Мышка и Мышка, ничего такого.
Да.
Но когда я вышел из переговорной – ее уже не было, хотя говорил я не очень долго: ручаюсь, что и пяти минут не прошло.
Как же она поняла, что я все равно не смог бы остаться, гулять и весело падать на катке, все равно бы только и думал о поезде, о Дане, о Башлачеве, о странных интонациях в голосе Лиса, непривычных.
И так смешно – ведь в тот же день мы встретились с тобой. Ты спрашивала, помню ли день, – а как могу не помнить, если это был тот же день? Тогда все началось, тогда во мне наметилось.
* * *
И что, неужели тебе эта Мышка так уж понравилась?

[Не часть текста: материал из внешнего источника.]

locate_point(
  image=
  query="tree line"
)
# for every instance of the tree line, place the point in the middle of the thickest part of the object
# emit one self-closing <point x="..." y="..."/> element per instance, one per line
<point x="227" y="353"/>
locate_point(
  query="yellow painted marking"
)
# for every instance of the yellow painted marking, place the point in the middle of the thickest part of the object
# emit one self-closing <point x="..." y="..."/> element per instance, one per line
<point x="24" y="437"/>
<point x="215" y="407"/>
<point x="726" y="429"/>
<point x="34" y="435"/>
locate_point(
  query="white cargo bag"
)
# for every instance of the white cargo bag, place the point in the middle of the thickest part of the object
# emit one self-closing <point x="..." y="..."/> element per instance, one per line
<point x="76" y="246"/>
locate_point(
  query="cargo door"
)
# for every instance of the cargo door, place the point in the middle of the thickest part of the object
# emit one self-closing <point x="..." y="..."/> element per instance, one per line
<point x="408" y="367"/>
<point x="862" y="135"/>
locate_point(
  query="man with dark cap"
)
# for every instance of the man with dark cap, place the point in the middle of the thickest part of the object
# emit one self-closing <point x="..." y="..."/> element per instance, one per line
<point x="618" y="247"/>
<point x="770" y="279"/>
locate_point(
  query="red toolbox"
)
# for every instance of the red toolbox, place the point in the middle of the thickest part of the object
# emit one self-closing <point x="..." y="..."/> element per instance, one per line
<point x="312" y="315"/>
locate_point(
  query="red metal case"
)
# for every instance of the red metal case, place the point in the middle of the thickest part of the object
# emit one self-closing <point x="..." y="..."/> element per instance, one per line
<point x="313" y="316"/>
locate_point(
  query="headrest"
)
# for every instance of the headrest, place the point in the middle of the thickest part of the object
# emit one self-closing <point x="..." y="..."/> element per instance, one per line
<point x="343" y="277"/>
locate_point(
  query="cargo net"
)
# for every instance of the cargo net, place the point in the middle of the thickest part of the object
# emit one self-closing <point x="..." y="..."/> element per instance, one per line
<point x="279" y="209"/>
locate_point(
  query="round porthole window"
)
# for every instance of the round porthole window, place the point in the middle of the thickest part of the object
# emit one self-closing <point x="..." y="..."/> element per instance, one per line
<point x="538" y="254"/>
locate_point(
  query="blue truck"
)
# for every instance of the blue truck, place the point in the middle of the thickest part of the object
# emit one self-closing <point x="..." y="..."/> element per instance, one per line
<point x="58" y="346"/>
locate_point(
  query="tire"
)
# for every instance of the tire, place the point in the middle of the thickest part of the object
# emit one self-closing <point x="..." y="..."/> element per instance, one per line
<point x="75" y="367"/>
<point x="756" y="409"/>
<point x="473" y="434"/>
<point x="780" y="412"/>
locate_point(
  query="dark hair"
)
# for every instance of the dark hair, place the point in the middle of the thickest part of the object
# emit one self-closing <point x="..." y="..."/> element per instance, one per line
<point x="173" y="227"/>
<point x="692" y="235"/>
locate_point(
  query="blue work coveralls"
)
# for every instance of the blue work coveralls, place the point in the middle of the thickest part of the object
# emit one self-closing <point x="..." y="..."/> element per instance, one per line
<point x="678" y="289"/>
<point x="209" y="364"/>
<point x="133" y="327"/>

Лис встречает на остановке, с привычной уже палочкой. Сидит, а когда встает, я ему эту палочку подаю. Привычно. Ко многим вещам пришлось привыкнуть.
– Не замерз меня ждать? Автобус что-то тащился совсем уж.
– Нет, теплынь, ветер только. Не хотел, чтобы ты сразу пришел в лагерь. Давай пройдемся.
– Давай, только я…
Показываю и сумку с вещами, и гитару за спиной, и сетку в руках с гостинцами – конечно, не мог не привезти из Москвы.
– Мы недолго, вот тут по улочке.
На улочке немноголюдно, еще не все встали – а в лагере мы вечно ни свет ни заря поднимались, особенно маленькими, ну, лет пять назад. Сейчас-то, конечно, ко мне как ко взрослому и почти руководителю требования помягче. Но все равно.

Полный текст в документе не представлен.